Ich sitze gerade im Wohnzimmer und esse Avocadotoast. Es ist 16 Uhr und das hier ist meine Mittagspause. Irgendwie hab ich vergessen, etwas zu essen. Aber ist ja egal, ich kann ja Pause machen, wann ich will. Ich werfe einen Blick nach links, hinüber ins Hotel, direkt in den Konferenzraum, der mit unserem Wohnzimmer auf einer Ebene liegt.
Denke mir, dass die da vorn alle arbeiten und dass es irgendwie seltsam ist, dass ich nie in einer Konferenz oder einem Seminar sitze. Warum habe ich nicht so einen Block, auf dem ich mir notiere, was der vor mir so erzählt? Achja, ich bin ja selbstständig. Deswegen sitze ich hier und esse um 16 Uhr Avocadotoast zum Mittag. Aber trotzdem war es in diesem Moment ein seltsames Gefühl. Als hätte ich gerade erst realisiert, dass sich mein Leben absolut anders entwickelt hat, als ich und vermutlich mein gesamtes Umfeld es erwartet hätte.

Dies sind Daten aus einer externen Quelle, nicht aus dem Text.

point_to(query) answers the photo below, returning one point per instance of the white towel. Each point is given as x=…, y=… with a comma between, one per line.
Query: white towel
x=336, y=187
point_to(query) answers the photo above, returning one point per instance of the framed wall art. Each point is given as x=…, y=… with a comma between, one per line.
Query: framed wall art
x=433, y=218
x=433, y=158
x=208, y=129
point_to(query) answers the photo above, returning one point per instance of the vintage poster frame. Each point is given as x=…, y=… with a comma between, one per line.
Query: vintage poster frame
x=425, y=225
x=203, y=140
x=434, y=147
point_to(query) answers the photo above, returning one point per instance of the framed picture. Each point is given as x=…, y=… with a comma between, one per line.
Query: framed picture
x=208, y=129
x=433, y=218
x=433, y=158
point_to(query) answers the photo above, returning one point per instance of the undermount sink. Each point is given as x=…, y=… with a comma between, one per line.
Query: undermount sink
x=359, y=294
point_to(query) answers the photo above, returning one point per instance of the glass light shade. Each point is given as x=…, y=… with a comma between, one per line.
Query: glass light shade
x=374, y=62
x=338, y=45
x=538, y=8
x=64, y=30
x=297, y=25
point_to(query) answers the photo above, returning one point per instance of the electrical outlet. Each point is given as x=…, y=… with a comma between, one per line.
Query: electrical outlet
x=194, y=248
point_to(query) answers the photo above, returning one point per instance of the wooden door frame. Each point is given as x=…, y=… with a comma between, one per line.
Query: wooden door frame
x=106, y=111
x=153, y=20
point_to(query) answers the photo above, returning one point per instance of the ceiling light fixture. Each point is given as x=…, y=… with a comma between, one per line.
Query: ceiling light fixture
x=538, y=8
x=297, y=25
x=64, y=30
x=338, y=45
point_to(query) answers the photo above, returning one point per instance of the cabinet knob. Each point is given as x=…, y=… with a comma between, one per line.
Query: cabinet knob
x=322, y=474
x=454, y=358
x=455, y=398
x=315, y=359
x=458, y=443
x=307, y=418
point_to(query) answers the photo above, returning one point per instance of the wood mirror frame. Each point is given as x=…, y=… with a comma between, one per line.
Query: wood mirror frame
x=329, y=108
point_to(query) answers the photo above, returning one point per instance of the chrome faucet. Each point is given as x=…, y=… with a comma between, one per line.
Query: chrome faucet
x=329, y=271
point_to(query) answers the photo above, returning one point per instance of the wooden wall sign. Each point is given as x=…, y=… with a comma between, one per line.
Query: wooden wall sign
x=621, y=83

Irgendwie bin ich Plötzlich mitten in Bali, irgendwie sehe ich mich plötzlich in einem Magazin entgegenblicken, das andere Leute sich tatsächlich kaufen und irgendwie hat sich mein Leben damals mit einem Fingerschnippen um 180 Grad gedreht.

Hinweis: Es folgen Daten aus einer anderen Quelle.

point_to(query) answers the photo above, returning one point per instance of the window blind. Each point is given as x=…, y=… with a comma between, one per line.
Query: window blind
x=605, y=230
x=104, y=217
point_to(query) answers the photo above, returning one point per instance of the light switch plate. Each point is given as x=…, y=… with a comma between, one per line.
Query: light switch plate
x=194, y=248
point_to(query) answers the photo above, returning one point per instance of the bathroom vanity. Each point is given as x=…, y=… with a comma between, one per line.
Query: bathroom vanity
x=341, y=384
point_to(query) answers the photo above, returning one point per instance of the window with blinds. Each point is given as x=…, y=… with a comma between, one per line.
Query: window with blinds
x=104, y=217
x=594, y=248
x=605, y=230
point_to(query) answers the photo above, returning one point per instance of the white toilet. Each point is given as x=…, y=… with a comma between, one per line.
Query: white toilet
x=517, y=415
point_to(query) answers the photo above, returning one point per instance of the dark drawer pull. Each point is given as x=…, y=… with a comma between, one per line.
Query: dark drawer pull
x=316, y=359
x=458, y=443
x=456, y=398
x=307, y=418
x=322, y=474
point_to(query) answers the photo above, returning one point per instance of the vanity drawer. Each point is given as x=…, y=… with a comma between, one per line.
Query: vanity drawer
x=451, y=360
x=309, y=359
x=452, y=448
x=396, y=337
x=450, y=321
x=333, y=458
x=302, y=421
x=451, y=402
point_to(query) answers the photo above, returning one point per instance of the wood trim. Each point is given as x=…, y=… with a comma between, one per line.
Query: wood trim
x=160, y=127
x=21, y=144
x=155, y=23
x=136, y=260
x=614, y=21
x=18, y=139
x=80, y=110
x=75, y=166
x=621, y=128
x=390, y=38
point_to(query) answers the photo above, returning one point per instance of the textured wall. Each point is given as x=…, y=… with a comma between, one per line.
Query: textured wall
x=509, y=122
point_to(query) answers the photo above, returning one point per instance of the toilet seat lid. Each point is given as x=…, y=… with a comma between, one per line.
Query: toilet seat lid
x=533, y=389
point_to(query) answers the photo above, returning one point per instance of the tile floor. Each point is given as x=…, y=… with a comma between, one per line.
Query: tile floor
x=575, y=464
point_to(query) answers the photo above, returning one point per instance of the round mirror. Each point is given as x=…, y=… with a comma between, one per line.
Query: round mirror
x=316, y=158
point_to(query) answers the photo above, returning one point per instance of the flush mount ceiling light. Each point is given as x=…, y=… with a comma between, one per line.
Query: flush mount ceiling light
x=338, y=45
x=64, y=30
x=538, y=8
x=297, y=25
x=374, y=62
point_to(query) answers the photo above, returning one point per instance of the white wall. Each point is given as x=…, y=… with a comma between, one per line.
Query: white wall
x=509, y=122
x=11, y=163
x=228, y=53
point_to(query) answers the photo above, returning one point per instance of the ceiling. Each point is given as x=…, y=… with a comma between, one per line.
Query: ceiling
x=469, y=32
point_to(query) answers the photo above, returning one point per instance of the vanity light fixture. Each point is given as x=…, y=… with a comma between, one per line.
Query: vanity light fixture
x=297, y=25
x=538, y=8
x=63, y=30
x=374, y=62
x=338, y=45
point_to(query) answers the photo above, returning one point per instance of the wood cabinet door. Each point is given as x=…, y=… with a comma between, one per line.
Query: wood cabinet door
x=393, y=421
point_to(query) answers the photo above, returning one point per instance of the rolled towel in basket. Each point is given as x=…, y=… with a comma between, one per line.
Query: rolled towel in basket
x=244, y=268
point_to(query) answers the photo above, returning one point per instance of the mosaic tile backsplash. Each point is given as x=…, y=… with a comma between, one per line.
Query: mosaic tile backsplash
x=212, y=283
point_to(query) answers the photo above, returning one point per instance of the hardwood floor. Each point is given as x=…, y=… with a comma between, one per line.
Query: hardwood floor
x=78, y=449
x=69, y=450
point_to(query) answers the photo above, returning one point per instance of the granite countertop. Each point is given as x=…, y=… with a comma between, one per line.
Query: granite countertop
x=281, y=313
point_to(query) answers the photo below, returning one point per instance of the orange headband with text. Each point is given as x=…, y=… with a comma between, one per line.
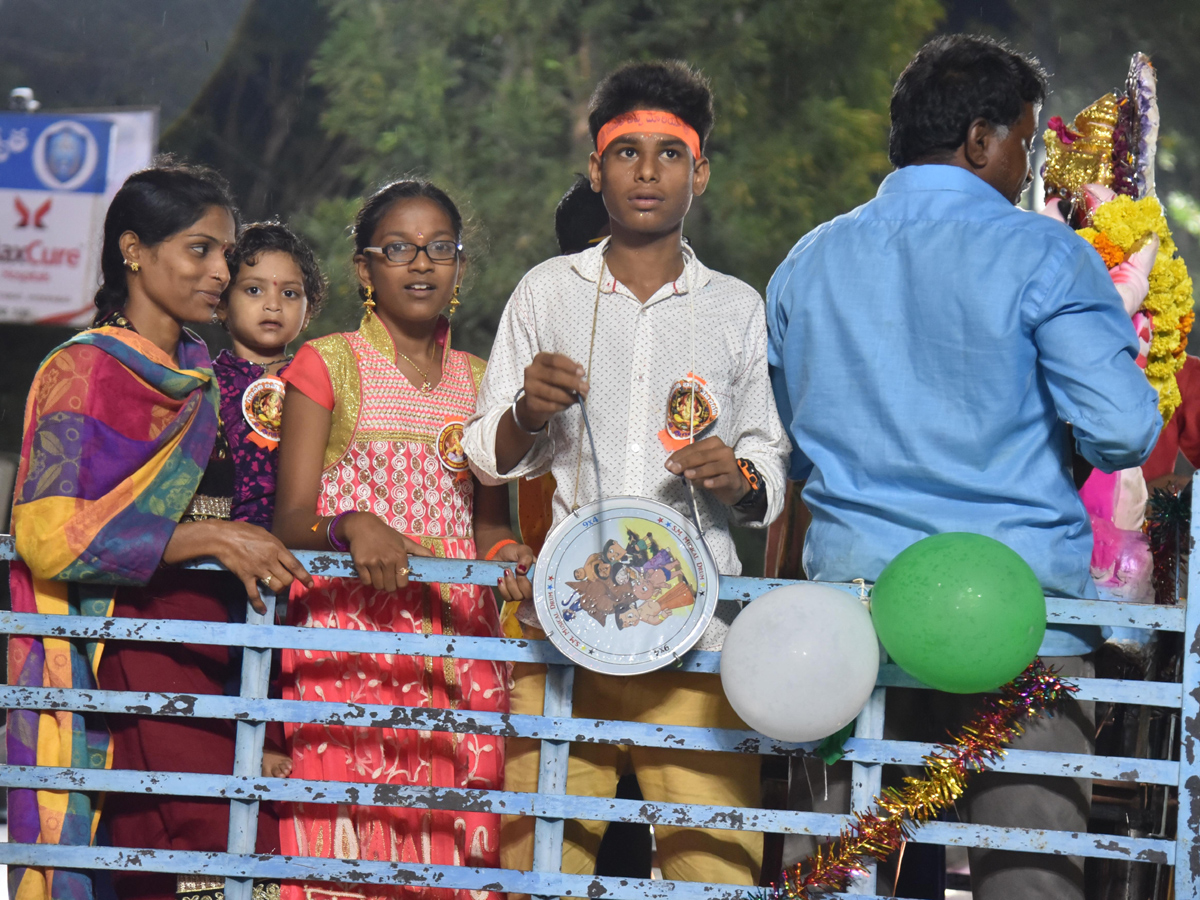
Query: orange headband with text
x=654, y=121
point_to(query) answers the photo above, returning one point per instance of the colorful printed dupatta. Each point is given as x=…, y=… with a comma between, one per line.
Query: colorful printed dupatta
x=115, y=442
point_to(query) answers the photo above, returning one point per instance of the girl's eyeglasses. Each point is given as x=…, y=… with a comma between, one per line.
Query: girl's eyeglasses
x=401, y=253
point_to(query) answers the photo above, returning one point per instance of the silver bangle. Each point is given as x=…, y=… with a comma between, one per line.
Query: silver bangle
x=516, y=419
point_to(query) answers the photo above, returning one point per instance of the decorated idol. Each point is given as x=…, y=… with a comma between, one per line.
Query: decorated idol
x=1099, y=178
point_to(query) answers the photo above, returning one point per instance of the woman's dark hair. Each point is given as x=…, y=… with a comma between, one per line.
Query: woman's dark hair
x=661, y=84
x=952, y=82
x=377, y=205
x=274, y=237
x=580, y=216
x=154, y=203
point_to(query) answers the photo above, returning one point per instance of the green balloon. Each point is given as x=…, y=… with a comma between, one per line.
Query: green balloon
x=960, y=612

Wenn ich etwas beichten muss, dann, dass ich nie ein besonders zielstrebiger Mensch war. Zumindest nicht auf lange Sicht. Ich bin irgendwie durch die Schule geschlittert mit einer meisterhaften Kunst um jeden Preis nur so wenig zu machen, wie absolut notwendig. Ich habe es sogar ein Jahr lang geschafft, kein Sport mitzumachen und das Abitur habe ich ehrlich gesagt nur deshalb ind er Tasche, damit ich mir keine Gedanken machen musste, was ich danach tun soll. Für mein Studium der Freiraumplanung habe ich mich in der Nacht vor Bewerbungsschluss beworben und auch wenn dieses Studium so langsam meinen Ergeiz und meine Leidenschaft für Design geweckt hat, hatte ich nie die Bestrebung, die beste zu sein. Neid – das war für mich nie ein großes Thema. Wenn irgendwer besser oder toller war, dann war das eben so… Viel zu sinnlos sich weiter damit zu beschäftigen. Es gibt Menschen, die von klein auf alles darum geben, so viel Aufmerksamkeit wie nur möglich zu bekommen. Die schon in jungen Jahren sagen, sie wollen unbedingt in die Medien – einfach erkannt werden. Irgendwann im Dschungelcamp landen um noch ein einziges mal von der Welt gesehen zu werden. Das war bei mir nie der Fall, deswegen war es auch alles andere als voraussehbar, dass ich irgendwann mal von einem Onlinemedium leben würde, auf dem ich mich selbst zeige.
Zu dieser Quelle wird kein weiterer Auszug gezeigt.